This second lead doesn’t presume knowledge. Instead, it makes the stakes of the paper immediately apparent to the more general reader. Taking this broader approach is pivotal to maintaining an optimal sales/research balance. At the sales end, it engages a wider readership who may purchase your product. And on the research side, it provides quality reporting, which is what readers want.
Tip 2: Tie the paper to something topical
OK, mine monitoring … As I learned the fundamentals of this process, I considered how I’d take the client’s prompt – “a white paper that reveals the benefits of equipment monitoring for industries like mining and oil sands” – and turn it into 3,000 words. My first thought was that I could enumerate the benefits of equipment monitoring for mining in a long-form “Top 10” list. Many white papers I’ve read do exactly that.
But midway through my research on mining operations monitoring, I ran across a story that was familiar to me: The saga of the 33 Chilean miners who survived for 69 days after a copper mine collapse at 2,300 feet underground. It was a story I’d followed with rapt attention when it happened in 2010. Now, several years later, I found myself looking at the same story, but with a new set of eyes: As it turns out, monitoring technology had a place in the narrative.
The reason the story was back in the headlines was because The New Yorker had published an in-depth account of the disaster. Using that story as my base, I began learning everything I could about this specific mine collapse. I learned about Chile’s status as a huge exporter of copper, responsible for one third of the world’s output. I read about how copper mining in the country had often come at the expense of miner safety, leading to many underground accidents over the years. And finally, I learned about the company behind the 2010 mine collapse — how, despite a history of preventable accidents in its mines, it had failed to install monitoring equipment that would have tracked underground conditions.
This was the link that tied the story of the 69 miners to the focus of my client. From there, I produced a white paper that used the narrative of the mine collapse to concretely illustrate the indispensable value of equipment monitoring in the practice of mining. Topical coverage like is perfect for the reporting/marketing balance, catering to the interests of the more general reader while also highlighting timely application for a product or service.
Tip 3: Keep it brief
Consistent with the tip, I’m going to keep this description brief. What’s important to keep in mind here is that although a white paper is categorically longer than other content marketing material, it’s also not an invitation to publish a massive tome. From both a marketing and reporting standpoint, keeping things short and sweet is the way to go.
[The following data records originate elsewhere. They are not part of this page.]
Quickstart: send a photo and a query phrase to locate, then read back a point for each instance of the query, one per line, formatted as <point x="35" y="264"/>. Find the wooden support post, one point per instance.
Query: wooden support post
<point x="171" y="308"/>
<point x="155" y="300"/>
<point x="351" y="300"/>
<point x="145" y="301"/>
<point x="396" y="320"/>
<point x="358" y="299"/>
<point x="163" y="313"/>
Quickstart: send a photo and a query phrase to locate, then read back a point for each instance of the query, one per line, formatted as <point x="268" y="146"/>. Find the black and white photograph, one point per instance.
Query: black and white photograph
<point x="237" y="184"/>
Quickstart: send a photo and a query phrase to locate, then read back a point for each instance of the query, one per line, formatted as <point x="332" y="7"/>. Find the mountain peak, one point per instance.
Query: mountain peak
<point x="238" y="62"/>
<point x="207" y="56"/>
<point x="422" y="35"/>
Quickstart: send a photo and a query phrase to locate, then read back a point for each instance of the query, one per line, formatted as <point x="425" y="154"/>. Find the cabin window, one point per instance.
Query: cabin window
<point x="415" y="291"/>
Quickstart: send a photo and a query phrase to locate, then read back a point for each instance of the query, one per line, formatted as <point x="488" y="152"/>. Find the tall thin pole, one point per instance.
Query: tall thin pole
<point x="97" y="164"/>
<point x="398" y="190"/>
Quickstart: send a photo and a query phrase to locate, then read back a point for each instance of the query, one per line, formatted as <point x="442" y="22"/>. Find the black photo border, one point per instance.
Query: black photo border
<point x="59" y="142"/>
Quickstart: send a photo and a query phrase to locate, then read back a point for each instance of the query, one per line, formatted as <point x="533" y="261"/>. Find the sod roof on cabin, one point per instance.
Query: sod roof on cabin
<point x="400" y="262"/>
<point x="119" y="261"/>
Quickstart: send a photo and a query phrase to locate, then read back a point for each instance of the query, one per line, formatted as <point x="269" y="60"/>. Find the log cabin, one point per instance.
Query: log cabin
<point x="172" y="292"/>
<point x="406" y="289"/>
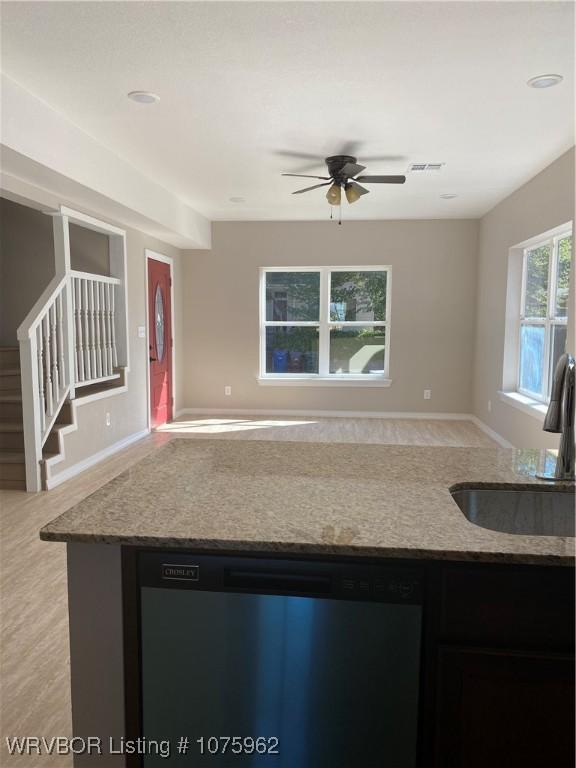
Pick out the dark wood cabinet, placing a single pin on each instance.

Use your word count to tell a story that make people care
Between keeping the general reader in mind, tying the paper to relevant events, and maintaining clarity and concision throughout, you’ll be able to produce a document that will work as a marketing asset and an education tool. When you pull both of these threads through your writing, you’ll create something that people actually want to read, not just because it has stats or product specs, but because it tells a story they’ll care about. That’s how you produce effective white papers, and that’s how you generate leads with content.